I'd like to ask which whisky you peeps like?

I like scotch whiskey the older it is, the more i like it.


----------



## bbloke (Nov 23, 2019)

There are many out there (different distilleries and ages), but I've always liked Caol Ila.  Glenmorangie tends to be quite gentle if introducing people to whisky.  I've also tried Japanese whisky (e.g. Nikka), but not really tried Irish whiskey (note the little quirk: Irish whiskey has the "e" and Scottish whisky does not).

These days I'm more into sake and into gin.


----------



## melaniestaines (Nov 28, 2019)

Nice


----------



## bbloke (Dec 8, 2019)

Which bit, the whisky or the gin?


----------



## SGilbert (Dec 21, 2020)

Rye whiskey is my go-to sippin' whiskey.
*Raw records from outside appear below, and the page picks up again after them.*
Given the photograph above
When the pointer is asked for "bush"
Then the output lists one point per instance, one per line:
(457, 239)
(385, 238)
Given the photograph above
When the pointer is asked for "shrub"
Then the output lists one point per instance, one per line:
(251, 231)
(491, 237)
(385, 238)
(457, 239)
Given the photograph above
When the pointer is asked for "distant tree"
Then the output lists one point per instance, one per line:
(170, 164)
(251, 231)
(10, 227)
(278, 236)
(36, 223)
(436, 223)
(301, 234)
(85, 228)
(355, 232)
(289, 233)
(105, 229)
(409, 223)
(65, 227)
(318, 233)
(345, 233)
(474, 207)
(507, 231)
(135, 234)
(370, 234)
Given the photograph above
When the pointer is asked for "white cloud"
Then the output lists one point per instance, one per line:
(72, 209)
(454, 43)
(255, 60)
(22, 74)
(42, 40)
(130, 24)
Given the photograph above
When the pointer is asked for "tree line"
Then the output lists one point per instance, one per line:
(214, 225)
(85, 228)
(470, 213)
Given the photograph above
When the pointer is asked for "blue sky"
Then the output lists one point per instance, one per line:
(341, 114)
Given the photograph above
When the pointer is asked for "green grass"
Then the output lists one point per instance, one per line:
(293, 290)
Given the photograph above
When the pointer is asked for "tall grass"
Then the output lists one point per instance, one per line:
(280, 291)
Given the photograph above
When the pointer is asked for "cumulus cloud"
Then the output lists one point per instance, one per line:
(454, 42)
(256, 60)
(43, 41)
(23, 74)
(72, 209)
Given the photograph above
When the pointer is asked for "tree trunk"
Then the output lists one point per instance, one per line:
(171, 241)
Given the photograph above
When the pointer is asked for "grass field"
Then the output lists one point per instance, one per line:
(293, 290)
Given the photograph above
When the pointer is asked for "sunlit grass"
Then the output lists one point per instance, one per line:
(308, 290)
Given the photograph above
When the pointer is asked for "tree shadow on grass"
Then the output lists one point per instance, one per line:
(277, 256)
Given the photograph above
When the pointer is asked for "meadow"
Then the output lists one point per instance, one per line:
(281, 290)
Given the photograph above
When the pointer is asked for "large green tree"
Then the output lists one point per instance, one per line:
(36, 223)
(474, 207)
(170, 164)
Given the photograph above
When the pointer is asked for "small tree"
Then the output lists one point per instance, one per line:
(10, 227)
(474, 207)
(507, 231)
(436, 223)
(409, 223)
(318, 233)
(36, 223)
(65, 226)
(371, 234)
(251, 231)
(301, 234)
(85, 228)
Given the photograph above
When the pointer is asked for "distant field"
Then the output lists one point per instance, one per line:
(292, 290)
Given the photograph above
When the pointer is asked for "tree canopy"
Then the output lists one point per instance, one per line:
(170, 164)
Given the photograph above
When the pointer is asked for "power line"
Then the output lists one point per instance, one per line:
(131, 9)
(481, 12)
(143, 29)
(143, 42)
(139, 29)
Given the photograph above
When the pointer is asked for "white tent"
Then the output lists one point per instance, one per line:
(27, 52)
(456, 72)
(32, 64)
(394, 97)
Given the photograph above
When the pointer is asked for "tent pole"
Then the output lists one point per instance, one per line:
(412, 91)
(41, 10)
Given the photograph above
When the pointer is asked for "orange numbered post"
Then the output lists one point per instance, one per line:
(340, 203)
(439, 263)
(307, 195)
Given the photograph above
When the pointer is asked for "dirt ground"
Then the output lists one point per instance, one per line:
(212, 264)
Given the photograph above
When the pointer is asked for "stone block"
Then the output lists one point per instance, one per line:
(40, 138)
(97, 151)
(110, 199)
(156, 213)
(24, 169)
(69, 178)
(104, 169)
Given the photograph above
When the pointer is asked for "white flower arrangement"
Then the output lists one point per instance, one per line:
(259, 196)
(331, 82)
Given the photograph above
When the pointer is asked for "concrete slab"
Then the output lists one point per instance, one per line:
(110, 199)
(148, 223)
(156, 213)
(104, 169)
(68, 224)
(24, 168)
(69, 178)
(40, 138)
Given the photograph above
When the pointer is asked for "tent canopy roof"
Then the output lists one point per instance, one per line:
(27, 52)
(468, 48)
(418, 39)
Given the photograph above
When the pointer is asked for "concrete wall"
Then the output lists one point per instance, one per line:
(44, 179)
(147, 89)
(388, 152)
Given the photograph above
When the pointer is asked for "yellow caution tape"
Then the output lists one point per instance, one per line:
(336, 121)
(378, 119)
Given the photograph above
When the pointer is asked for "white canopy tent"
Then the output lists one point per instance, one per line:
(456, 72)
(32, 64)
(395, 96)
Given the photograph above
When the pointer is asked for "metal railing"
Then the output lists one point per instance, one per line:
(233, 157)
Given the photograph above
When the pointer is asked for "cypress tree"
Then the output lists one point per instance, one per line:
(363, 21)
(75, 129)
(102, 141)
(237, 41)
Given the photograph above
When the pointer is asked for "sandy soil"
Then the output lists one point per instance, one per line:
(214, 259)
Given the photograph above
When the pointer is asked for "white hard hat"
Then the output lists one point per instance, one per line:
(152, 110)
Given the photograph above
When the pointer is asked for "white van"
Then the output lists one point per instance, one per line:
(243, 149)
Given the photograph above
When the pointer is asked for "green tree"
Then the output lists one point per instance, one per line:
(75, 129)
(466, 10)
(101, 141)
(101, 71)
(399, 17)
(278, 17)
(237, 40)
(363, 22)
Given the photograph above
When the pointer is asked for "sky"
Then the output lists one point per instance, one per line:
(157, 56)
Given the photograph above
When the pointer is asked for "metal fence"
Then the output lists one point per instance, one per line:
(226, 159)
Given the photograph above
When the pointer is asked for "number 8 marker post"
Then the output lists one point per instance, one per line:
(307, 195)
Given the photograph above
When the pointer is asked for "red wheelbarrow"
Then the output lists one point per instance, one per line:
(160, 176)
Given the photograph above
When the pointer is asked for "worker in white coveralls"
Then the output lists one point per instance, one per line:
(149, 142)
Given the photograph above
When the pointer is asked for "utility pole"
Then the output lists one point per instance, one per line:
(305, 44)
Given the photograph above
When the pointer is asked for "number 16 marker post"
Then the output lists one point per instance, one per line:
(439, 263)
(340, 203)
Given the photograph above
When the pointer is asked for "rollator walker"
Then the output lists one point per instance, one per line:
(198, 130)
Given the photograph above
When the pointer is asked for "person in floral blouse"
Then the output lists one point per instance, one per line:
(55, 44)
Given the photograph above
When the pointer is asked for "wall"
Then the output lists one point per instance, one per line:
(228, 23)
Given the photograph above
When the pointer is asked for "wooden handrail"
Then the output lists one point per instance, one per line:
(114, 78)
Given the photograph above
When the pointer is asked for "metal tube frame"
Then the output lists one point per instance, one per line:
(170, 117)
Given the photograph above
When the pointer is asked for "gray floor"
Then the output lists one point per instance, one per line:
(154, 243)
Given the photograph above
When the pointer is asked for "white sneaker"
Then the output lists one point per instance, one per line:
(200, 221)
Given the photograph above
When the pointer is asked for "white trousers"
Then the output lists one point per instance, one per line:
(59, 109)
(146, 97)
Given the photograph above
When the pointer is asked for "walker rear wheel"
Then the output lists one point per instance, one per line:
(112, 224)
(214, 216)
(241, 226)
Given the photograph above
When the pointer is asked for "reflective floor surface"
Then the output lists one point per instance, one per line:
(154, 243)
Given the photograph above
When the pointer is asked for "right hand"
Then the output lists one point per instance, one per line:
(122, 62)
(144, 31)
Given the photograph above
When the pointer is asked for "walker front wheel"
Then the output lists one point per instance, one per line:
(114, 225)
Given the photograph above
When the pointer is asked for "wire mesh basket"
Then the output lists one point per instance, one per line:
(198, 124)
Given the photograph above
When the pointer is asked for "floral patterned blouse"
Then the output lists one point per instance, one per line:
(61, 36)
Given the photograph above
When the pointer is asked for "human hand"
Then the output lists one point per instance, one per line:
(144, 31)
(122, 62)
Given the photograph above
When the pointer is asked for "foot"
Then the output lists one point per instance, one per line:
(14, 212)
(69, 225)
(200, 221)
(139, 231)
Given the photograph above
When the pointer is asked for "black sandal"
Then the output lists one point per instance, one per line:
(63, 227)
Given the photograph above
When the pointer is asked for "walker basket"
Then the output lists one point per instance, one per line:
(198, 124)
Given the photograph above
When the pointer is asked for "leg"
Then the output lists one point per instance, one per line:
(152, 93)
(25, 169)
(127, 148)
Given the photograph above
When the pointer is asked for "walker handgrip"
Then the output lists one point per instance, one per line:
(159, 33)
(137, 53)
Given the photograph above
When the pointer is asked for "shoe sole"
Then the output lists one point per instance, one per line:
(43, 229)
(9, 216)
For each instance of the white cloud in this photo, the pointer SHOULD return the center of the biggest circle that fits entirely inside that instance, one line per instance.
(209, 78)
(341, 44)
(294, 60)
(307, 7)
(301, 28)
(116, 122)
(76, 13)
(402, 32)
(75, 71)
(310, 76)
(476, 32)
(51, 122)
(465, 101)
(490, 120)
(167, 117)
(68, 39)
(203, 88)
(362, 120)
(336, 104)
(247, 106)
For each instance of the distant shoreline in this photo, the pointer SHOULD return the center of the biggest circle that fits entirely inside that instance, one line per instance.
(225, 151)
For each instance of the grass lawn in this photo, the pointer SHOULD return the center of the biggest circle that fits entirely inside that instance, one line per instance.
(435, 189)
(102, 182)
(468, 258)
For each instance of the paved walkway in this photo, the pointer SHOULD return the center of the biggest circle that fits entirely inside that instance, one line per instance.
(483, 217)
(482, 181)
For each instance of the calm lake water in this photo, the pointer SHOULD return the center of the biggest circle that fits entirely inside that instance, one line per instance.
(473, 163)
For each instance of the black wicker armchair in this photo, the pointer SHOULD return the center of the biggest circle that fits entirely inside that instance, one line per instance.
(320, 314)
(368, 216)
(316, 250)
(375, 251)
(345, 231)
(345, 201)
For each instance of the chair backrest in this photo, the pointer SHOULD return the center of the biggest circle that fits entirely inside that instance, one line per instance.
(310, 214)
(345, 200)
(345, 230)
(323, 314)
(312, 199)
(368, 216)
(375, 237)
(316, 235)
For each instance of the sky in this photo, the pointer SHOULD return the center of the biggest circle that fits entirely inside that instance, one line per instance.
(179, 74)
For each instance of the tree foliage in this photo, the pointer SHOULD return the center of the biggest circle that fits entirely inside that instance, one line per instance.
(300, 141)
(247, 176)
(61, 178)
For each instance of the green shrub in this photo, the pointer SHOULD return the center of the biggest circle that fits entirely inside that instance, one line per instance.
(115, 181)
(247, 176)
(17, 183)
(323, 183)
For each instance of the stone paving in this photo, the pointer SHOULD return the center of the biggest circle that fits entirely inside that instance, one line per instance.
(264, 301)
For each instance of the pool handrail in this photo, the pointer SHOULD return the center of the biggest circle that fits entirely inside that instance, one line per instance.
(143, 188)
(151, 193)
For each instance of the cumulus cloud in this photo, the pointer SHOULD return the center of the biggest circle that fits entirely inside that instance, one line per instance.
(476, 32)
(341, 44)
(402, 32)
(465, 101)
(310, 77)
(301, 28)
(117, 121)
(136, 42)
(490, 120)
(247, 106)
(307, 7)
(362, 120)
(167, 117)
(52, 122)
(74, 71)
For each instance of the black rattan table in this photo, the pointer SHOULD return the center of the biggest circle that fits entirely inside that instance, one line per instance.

At 100 proof, there's no such thing as smooth, but Old Forrester or Rittenhouse are somewhat smooth.


----------



## UncleGar (Dec 25, 2020)

Bourbon. Specifically, Buffalo Trace...or most anything from that family.


----------



## marktinder (Dec 25, 2020)

Wild Turkey 81/101


----------



## chevy (Dec 31, 2020)

My preference goes to scotch whisky, mostly from Islay, but I like Jura and Oban too. 

I had a 25 y old Glenlivet... but it didn't survive the end of the year, a few years ago. A Glen Moray 1962 is also a very good souvenir.

I do whisky degustation at room temperature, without ice. Some of my friends like to add a little water in their whiskies, in particular for cask strength. BTW, did you try a very cold small cask strength whisky just out of the freezer ? That's a good start for the desert.


----------



## SGilbert (Dec 31, 2020)

Speaking of Scotch, I had an unopened bottle of 21 year old Ballaninne's until last year when my son & daughter-in-law discovered it. They had a few shots then, and I occasionally have a few myself.  Very good stuff!
I'm sure that it doesn't age in the bottle, but I inherited this bottle, still in the box, from my father. He has been gone for over 25 years, and he had it for many years before that.  I'm guesstimating that this bottle is at least 45-50 years old.
Hummm...if it weren't 10AM, I'd take a snort right now just thinking about it.


----------



## chevy (Jan 1, 2021)

SGilbert said:


> Speaking of Scotch, I had an unopened bottle of 21 year old Ballaninne's until last year when my son & daughter-in-law discovered it. They had a few shots then, and I occasionally have a few myself.  Very good stuff!
> I'm sure that it doesn't age in the bottle, but I inherited this bottle, still in the box, from my father. He has been gone for over 25 years, and he had it for many years before that.  I'm guesstimating that this bottle is at least 45-50 years old.
> Hummm...if it weren't 10AM, I'd take a snort right now just thinking about it.



My limited experience is also that whisky does not age once bottled, if the bottle is sealed correctly.


----------